Yapanı alçaltır.
Yapılanı mahveder.
Yapan, bir menfaat uğruna yapmakta olduğundan gününü kurtarma gayesine adice de olsa ulaşır. Ancak yapılan, bundan umduğu medeti elde edemez. Uyuşturucu ile tedavi olduğunu zannetmek gibi ahmakça bir yola girmiş olur. Ağrısını kısa süre dindirir ancak etkisi geçince kral çıplaktır ve çıplak olduğunu kendisi de görmektedir. Bu çıplaklık ya da işe yaramazlık kendisini öyle rahatsız eder ki, uyuşturucu niyetine yalakalarını yine devreye sokar.
Artık hazin sona doğru giden sarmalın içine girmiştir. Günlük dozunu almasa nefesi çıkmaz.
İflah olmaz bir haysiyet ve beceri sorunu, layık olmadığı makama getirilenler için yalakalara yaslanma ihtiyacı doğurur.
Bir müddet sonra kendisi de inanmaya başlar.
Çevresindekiler de bu durumdan hoşnut olurlar. Çünkü artık daha rahat kumanda edebilme imkanı doğmuştur.
Öyle ki,
Akıllı bir insanın etmeyeceği bir lafı etse bile, derhal utanmadan her mecradan yayınlarlar. Üzerine bir de “Aman efendim ne güzel konuştunuz” diyerek rezilliğin üzerine tüy dikerler.
Tabi bu durum yukarıda da vurguladığımız gibi, genellikle haysiyet ve beceri kemâlatına sahip olmayanların hasbelkader üç beş beden büyük bir konuma getirilmiş olmasıyla ortaya çıkan bir durumdur.
Bu tiplerin ıslahı kolay kolay mümkün değildir. Rehabilitasyon süreçleri çok uzun sürebilir. Yapılacak en iyi şey, derhal bertaraf etmektir.

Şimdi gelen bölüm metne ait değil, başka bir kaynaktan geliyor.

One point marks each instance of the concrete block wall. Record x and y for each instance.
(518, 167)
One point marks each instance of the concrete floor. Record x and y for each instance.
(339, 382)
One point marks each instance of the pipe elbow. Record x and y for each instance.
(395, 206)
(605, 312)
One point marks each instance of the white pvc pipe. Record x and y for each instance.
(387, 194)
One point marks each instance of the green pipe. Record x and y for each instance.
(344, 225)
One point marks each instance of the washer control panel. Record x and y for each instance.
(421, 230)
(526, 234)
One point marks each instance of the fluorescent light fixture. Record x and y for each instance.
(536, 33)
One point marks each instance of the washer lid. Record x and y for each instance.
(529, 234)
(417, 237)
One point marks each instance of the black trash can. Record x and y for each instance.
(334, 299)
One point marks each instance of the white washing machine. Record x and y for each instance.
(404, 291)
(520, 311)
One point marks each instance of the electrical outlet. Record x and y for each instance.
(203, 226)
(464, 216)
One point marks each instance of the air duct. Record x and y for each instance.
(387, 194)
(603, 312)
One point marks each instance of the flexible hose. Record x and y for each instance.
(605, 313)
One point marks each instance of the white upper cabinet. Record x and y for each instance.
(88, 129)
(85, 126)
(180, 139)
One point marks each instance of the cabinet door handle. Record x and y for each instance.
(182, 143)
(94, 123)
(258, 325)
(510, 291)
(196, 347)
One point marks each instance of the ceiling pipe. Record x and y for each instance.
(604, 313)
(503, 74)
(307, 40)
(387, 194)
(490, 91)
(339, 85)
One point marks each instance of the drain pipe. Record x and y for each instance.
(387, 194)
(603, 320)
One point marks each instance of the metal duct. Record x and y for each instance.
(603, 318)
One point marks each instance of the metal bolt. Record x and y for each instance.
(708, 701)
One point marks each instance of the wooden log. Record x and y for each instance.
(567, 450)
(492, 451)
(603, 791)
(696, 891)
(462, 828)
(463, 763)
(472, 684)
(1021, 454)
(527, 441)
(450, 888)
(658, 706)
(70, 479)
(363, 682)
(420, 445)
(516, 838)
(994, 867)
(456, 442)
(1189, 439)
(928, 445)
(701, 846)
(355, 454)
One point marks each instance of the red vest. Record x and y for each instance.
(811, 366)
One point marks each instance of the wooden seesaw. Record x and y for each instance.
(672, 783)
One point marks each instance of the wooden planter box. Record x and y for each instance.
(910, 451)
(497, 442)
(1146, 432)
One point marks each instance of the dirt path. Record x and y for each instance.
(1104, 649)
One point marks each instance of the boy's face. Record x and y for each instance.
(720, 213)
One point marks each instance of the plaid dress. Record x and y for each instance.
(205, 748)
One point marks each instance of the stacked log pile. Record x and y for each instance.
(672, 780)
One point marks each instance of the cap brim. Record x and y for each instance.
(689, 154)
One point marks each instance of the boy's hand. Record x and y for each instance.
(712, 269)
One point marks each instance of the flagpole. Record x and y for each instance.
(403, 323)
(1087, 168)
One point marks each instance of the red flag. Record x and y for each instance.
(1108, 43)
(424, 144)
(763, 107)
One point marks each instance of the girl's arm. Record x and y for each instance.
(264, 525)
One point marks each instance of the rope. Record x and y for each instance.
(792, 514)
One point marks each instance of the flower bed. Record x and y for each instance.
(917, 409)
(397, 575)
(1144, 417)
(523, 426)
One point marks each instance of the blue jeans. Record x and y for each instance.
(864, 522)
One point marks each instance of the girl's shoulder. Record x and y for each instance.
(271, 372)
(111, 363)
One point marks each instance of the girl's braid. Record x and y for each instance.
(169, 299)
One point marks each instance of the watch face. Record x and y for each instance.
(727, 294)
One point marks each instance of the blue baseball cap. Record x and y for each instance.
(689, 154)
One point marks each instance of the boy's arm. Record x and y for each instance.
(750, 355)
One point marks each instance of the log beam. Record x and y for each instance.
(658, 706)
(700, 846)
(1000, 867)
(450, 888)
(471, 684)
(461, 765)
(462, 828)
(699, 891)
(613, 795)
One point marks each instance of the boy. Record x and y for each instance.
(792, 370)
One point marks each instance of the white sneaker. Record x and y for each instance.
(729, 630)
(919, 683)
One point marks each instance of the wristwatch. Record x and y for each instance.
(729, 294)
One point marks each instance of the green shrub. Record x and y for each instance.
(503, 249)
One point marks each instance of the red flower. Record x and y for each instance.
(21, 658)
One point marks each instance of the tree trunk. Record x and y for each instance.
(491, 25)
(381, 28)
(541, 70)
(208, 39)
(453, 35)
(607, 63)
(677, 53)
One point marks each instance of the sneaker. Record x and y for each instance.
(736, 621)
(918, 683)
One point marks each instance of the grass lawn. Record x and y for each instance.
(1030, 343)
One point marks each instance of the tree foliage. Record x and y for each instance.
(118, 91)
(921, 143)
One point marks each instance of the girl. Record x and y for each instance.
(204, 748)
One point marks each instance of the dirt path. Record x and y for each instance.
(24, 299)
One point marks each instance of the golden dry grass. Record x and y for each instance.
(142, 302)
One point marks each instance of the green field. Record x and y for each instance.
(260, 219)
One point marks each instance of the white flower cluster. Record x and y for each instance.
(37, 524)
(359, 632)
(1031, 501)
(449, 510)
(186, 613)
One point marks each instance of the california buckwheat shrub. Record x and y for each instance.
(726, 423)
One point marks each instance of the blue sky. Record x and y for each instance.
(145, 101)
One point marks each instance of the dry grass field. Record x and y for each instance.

Fakat bir daha aynı hatayı yapmamak üzere bertaraf edilmelidir. Yani yerine gelecek olan yine liyakat sahibi olmayacak biri olursa sadece kukla değiştirmiş olursunuz ki buna değişim denilemez.
Söz gelimi, teknik bilgi ve tecrübe gerektiren bir konuma teknik formasyonu ve tecrübesi olmayan birini getirecek olursanız işte bu durum sadece kuklacılara yarar.
İşin özü,
Neyi, kime emanet edecekseniz “Liyakat, liyakat, liyakat”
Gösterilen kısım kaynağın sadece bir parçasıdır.